Monitoring the NGO Sector

22 April 2010, 1307 EDT

Kevin Jon Heller at Opinio Juris says NGO Monitor should practice what it preaches when it comes to transparency about donations from government funders. The dialogue in comments on this and older threads is illuminating and raises some interesting questions about the accountability of the NGO sector. Like Heller, I would like to see greater transparency from both Human Rights Watch and NGO Monitor.

I think it’s a shame that NGO Monitor is so policitized by its emphasis on Israel because the general argument it makes is quite cogent: who watches the watchers? The NGO sector of global civil society is supposed to be promoting accountability by states, but is largely ungoverned itself. Various academic studies have demonstrated that while NGOs may genuinely be altruistic, they’re also self-interested bureaucracies whose behavior is closely related to that of firms. William DeMars’ recent book is a useful example. I don’t think this is an indictment at all; it just means they we probably need to think about governance mechanisms for the NGO sector just as the NGO sector wants to strengthen global governance mechanisms for states.

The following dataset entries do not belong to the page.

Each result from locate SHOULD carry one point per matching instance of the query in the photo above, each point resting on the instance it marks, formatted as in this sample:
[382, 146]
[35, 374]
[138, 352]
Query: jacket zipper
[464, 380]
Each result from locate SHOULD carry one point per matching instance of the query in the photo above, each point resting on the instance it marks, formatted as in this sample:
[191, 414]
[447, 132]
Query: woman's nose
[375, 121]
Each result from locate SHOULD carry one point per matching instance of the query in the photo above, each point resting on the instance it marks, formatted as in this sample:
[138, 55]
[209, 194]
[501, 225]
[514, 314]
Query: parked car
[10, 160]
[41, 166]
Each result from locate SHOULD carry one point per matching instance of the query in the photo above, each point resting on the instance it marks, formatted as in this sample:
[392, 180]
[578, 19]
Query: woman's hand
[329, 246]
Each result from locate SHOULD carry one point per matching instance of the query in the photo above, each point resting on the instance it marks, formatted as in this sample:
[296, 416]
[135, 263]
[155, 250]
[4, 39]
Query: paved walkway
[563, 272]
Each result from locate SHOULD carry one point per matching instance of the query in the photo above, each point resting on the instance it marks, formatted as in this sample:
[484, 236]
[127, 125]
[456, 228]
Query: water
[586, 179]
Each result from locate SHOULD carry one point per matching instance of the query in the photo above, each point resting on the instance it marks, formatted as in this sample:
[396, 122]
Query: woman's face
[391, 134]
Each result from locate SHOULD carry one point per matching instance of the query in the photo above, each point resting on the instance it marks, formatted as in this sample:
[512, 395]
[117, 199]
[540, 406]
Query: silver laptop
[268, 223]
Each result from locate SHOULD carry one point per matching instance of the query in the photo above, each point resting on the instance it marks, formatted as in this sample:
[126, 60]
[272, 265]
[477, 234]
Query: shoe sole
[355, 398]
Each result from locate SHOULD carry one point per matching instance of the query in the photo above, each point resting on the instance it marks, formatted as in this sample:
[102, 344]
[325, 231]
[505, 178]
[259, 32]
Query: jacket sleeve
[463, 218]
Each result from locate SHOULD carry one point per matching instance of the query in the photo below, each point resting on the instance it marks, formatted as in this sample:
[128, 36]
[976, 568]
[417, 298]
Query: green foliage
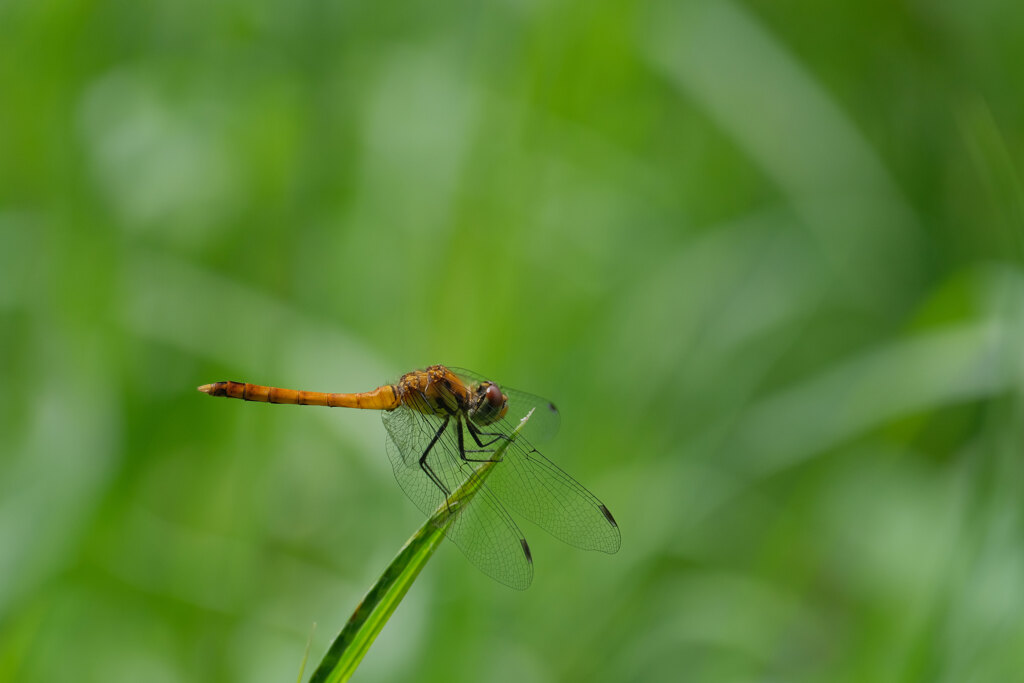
[374, 610]
[765, 257]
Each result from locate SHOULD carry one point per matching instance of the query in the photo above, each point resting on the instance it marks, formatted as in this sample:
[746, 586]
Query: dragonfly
[442, 423]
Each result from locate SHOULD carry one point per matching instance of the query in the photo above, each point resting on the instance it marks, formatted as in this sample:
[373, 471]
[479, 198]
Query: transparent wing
[540, 491]
[543, 424]
[483, 530]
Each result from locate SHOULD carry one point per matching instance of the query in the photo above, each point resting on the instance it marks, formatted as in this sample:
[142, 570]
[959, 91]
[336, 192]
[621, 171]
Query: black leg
[423, 459]
[462, 445]
[476, 434]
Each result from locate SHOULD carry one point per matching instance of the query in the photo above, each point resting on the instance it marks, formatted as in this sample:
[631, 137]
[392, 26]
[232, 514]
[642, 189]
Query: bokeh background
[766, 256]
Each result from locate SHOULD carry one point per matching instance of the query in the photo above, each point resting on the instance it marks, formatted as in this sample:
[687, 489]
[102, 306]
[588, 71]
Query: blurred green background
[766, 256]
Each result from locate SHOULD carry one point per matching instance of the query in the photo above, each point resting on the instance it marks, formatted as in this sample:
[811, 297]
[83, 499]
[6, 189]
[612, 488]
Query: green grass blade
[380, 602]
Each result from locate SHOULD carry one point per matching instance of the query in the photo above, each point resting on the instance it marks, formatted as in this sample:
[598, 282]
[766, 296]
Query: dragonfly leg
[462, 445]
[423, 459]
[476, 434]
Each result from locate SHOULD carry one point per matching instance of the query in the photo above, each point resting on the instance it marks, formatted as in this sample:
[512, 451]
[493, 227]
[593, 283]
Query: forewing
[483, 530]
[543, 424]
[540, 491]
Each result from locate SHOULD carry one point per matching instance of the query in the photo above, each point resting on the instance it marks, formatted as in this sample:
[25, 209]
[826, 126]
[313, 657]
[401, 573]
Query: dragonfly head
[487, 403]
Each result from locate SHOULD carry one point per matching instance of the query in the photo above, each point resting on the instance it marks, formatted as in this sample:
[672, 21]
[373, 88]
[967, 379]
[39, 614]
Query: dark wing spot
[607, 515]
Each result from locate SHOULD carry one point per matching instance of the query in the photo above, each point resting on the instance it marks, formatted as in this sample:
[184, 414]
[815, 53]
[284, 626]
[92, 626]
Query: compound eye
[494, 396]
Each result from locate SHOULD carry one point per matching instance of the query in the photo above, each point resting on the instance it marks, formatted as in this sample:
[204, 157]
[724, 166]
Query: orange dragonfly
[443, 421]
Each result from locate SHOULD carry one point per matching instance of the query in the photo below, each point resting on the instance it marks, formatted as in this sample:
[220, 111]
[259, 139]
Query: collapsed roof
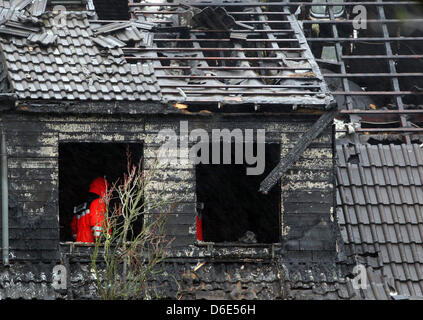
[220, 54]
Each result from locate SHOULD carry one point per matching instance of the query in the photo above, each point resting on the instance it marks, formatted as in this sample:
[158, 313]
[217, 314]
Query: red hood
[99, 186]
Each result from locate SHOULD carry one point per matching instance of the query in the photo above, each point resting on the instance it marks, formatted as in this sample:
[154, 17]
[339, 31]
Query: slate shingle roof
[380, 210]
[65, 63]
[91, 60]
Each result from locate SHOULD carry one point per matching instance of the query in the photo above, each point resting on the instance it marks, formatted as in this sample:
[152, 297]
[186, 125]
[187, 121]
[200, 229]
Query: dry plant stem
[128, 265]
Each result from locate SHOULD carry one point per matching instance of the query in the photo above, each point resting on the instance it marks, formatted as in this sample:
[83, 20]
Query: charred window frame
[230, 204]
[79, 164]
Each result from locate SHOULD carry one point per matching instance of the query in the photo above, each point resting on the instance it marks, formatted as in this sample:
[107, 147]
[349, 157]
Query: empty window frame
[232, 205]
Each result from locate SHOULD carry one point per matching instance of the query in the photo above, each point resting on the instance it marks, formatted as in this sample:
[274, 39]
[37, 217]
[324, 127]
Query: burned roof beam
[302, 144]
[393, 57]
[212, 49]
[235, 68]
[338, 52]
[367, 39]
[363, 75]
[392, 68]
[224, 40]
[214, 58]
[267, 4]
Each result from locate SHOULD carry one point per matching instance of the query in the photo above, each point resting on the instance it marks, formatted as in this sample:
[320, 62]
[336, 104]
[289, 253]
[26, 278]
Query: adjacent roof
[380, 205]
[183, 54]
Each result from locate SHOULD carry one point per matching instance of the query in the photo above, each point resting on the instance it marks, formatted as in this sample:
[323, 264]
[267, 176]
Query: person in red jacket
[88, 221]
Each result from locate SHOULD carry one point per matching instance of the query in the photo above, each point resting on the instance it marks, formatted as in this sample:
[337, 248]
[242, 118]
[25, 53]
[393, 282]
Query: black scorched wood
[296, 152]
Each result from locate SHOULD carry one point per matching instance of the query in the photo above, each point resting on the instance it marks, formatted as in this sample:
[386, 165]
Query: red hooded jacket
[88, 225]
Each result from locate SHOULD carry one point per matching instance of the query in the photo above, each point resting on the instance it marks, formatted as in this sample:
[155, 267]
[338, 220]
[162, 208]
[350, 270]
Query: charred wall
[32, 146]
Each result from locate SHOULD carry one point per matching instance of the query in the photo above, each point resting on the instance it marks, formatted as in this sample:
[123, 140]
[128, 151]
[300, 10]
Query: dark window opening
[232, 204]
[79, 164]
[112, 10]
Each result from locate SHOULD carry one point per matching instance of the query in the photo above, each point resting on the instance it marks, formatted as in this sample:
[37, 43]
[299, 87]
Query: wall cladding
[307, 189]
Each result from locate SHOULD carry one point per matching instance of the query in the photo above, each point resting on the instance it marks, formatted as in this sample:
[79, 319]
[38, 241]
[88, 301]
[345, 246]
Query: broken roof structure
[240, 54]
[190, 55]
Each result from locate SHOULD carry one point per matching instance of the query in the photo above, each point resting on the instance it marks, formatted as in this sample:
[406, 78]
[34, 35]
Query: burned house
[81, 82]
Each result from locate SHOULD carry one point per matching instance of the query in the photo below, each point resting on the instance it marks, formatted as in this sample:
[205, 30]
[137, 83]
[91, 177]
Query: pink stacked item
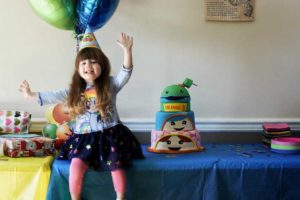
[288, 145]
[26, 145]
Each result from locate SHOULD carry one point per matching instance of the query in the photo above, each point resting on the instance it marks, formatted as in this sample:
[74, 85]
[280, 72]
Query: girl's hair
[78, 85]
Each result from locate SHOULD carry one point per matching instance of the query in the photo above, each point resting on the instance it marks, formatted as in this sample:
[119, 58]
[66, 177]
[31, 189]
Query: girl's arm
[126, 42]
[26, 91]
[43, 97]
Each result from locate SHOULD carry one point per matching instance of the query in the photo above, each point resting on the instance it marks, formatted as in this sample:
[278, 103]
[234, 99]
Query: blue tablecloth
[221, 171]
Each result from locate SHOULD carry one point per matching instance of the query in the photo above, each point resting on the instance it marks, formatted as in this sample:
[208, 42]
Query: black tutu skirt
[112, 149]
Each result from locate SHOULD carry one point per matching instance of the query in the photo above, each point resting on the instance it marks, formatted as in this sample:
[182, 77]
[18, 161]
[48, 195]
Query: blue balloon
[94, 13]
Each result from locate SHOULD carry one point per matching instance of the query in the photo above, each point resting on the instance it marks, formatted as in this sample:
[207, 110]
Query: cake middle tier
[175, 121]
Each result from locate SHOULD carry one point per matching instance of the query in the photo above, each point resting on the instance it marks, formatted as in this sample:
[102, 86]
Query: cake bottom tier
[175, 142]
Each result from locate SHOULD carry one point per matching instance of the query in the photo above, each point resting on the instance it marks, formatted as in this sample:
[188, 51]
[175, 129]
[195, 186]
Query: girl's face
[89, 70]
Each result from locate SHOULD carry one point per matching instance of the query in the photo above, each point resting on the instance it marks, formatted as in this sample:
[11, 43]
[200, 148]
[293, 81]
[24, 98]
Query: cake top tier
[176, 98]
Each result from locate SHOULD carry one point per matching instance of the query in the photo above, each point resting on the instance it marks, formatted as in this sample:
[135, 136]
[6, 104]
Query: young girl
[100, 140]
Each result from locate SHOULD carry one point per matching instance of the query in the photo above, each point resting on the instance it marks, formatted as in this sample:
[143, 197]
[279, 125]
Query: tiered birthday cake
[175, 130]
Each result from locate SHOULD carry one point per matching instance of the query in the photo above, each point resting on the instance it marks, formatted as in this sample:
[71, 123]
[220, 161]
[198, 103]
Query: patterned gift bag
[14, 122]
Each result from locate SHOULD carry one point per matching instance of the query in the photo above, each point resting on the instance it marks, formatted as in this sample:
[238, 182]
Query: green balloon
[59, 13]
[49, 130]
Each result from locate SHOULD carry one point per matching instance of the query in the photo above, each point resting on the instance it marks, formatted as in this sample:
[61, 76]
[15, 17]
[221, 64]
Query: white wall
[244, 71]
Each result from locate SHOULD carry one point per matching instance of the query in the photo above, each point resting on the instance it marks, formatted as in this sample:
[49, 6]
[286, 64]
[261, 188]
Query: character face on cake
[178, 123]
[175, 143]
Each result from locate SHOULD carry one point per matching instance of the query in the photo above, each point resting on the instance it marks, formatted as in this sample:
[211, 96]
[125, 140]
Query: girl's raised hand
[26, 91]
[125, 41]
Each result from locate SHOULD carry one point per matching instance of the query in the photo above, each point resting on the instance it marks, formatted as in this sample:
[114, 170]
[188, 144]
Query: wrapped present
[14, 122]
[26, 145]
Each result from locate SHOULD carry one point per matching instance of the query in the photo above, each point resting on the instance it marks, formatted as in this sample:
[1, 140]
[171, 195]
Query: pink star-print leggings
[78, 169]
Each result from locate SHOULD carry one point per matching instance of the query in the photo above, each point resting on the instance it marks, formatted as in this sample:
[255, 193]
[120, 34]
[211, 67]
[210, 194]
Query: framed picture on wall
[229, 10]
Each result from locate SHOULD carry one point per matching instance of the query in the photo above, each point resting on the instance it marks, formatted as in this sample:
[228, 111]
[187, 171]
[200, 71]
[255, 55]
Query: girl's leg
[119, 181]
[77, 171]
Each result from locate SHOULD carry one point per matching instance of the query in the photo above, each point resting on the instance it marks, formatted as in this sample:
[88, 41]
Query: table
[24, 178]
[221, 171]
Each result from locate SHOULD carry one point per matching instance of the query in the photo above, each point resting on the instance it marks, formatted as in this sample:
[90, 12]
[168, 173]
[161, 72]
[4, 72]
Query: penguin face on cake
[175, 143]
[178, 123]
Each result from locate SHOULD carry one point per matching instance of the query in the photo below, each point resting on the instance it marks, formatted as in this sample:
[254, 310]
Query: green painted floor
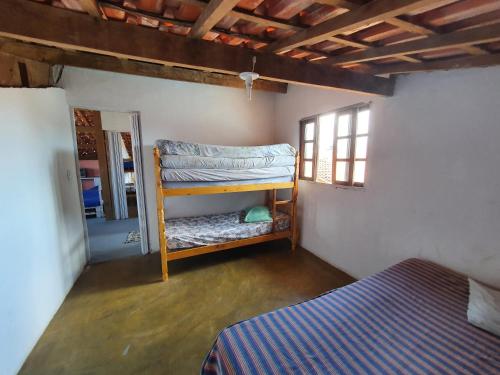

For example. If and NGO claims not to take money from governments, should that include only direct donations, or indirect channels as well? (At issue here is Human Rights Watch’s receipt of donations from the Dutch government through OXFAM Novib, reported by NGO Monitor, for example.)

On the other hand, why shouldn’t NGOs take money from governments? Why shouldn’t governments fund human rights work? (I was recently at a conference where Bert Lockwood, editor of Human Rights Quarterly, pointed out that if the human rights movement had a day’s worth of the US defense budget it could do a lot more good than it already does.) The problem of course is the risk or perception that political strings would be attached, but this need not be the case, any more than National Science Foundation funding for research should be assumed to render scientific research “US biased.”

What ought to be attached are standards for reporting and accountability to the public. Just as with scientific research these standards are (in theory) based on norms governing the scientific enterprise, rather than the political concerns of the government, the standards applied to NGOs should be drawn from human rights law, not from donor priorities. NGOs (and NGO-watchers) should be expected to make the case that their work meets these criteria. And this should be demanded not only by governments who fund human rights work but also by private citizens – that human rights NGOs stay true to the work they claim to be doing.